From Associated Press
MARION, ALA. - A 73-year-old retired state trooper was indicted Wednesday in the 1965 shooting death of a black man - a killing that set in motion the historic civil rights protests in Selma and led to passage of the Voting Rights Act.
District Attorney Michael Jackson said a grand jury returned an indictment in the case. He would not identify the person charged or specify the offense until the indictment is served, which could take a few days. An attorney for former Trooper James Bonard Fowler, however, said he had been informed that the retired lawman had been charged.
It took the grand jury only two hours to return the indictment in the slaying of Jimmie Lee Jackson, 26, who was shot by Fowler during a civil rights protest that turned into a club-swinging melee.
Fowler has contended he fired in self-defense after Jackson grabbed his gun from its holster. Calls to his home were not returned Wednesday.
"I think somebody is trying to rewrite history and I don't think it's fair to this trooper," said Fowler's attorney, George Beck. Beck said he was not told what Fowler had been charged with, but he said the district attorney had been talking about a murder charge, "so I assume that's what he got."
The indictment is the latest in a series of civil rights-era cases across the South that have been resurrected for prosecution after lying dormant for decades. In recent years, prosecutors have won convictions in the 1963 Birmingham church bombing that killed four black girls and in the 1964 killings of three civil rights volunteers near Philadelphia, Miss.
In light of those cases, people in Alabama began to call for a new examination of Jackson's death.

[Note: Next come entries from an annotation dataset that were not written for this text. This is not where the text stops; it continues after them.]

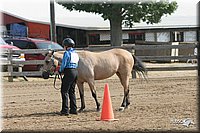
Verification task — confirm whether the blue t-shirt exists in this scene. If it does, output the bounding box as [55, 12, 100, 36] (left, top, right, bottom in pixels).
[60, 48, 79, 72]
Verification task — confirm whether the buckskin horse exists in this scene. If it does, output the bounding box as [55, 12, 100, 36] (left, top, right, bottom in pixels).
[42, 48, 147, 112]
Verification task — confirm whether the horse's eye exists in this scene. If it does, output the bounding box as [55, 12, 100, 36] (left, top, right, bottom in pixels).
[45, 60, 49, 64]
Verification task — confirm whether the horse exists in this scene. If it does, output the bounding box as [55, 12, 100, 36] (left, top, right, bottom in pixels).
[42, 48, 147, 112]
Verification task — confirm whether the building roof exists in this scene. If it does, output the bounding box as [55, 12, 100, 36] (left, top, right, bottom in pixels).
[0, 0, 198, 30]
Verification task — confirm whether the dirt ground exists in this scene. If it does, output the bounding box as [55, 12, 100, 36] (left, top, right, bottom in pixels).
[2, 63, 198, 132]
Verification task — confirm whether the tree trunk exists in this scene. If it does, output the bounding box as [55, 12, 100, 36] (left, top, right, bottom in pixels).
[109, 6, 123, 46]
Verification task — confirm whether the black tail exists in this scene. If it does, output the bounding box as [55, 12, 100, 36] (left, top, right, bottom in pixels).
[132, 55, 147, 80]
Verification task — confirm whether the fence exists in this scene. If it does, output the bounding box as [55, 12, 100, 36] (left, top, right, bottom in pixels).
[1, 43, 197, 82]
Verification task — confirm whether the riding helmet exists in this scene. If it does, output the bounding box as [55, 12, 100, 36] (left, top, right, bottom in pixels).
[62, 38, 75, 47]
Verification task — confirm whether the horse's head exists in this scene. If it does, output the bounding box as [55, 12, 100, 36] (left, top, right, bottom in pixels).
[42, 51, 59, 79]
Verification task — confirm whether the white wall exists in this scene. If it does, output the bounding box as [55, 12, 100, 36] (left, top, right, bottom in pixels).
[156, 32, 170, 42]
[145, 32, 155, 42]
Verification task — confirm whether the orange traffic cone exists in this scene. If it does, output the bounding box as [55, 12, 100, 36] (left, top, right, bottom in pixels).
[101, 84, 117, 121]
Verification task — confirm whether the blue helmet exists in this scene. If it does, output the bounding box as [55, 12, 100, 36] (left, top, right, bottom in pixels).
[62, 38, 75, 47]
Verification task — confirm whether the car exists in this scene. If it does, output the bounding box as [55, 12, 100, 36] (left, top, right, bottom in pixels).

Michael Jackson, who was elected in 2004 as the first black district attorney in the Selma and Marion district and is no relation to Jimmie Lee Jackson, said he acted on these calls.
Jimmie Lee Jackson's daughter, Cordelia Heard Billingsley of Marion, who was 4 at the time of the killing, said: "We'll finally know what happened. My grandchildren have asked me questions, and I couldn't give them answers."
Fowler was among a contingent of law officers sent to Marion the night of Feb. 18, 1965. According to witnesses, about 500 people were marching from a church toward the city jail to protest the jailing of a civil rights worker when the streetlights went out. Troopers contended the crowd refused orders to disperse. Soon law officers began swinging clubs, with marchers fleeing.
A group of protesters ran into Mack's Cafe, pursued by troopers. The cafe operator said 82-year-old Cager Lee was clubbed to the floor along with his daughter, Viola Jackson, whose son, Jimmie Lee Jackson, was shot trying to help them. He died two days later.
The shooting galvanized civil rights activists who had not been getting any national media attention in their efforts to register blacks to vote in Selma, said Taylor Branch, the Pulitzer-Prize winning author of "Parting the Waters" and other books about the civil rights movement.
The Rev. Martin Luther King Jr. arrived to preach at Jackson's funeral, and in reaction to the killing, black civil rights demonstrators set out on March 7, 1965, on a march from Selma to Montgomery. They were routed by club-swinging officers at the Edmund Pettus Bridge at Selma, an attack known as "Bloody Sunday."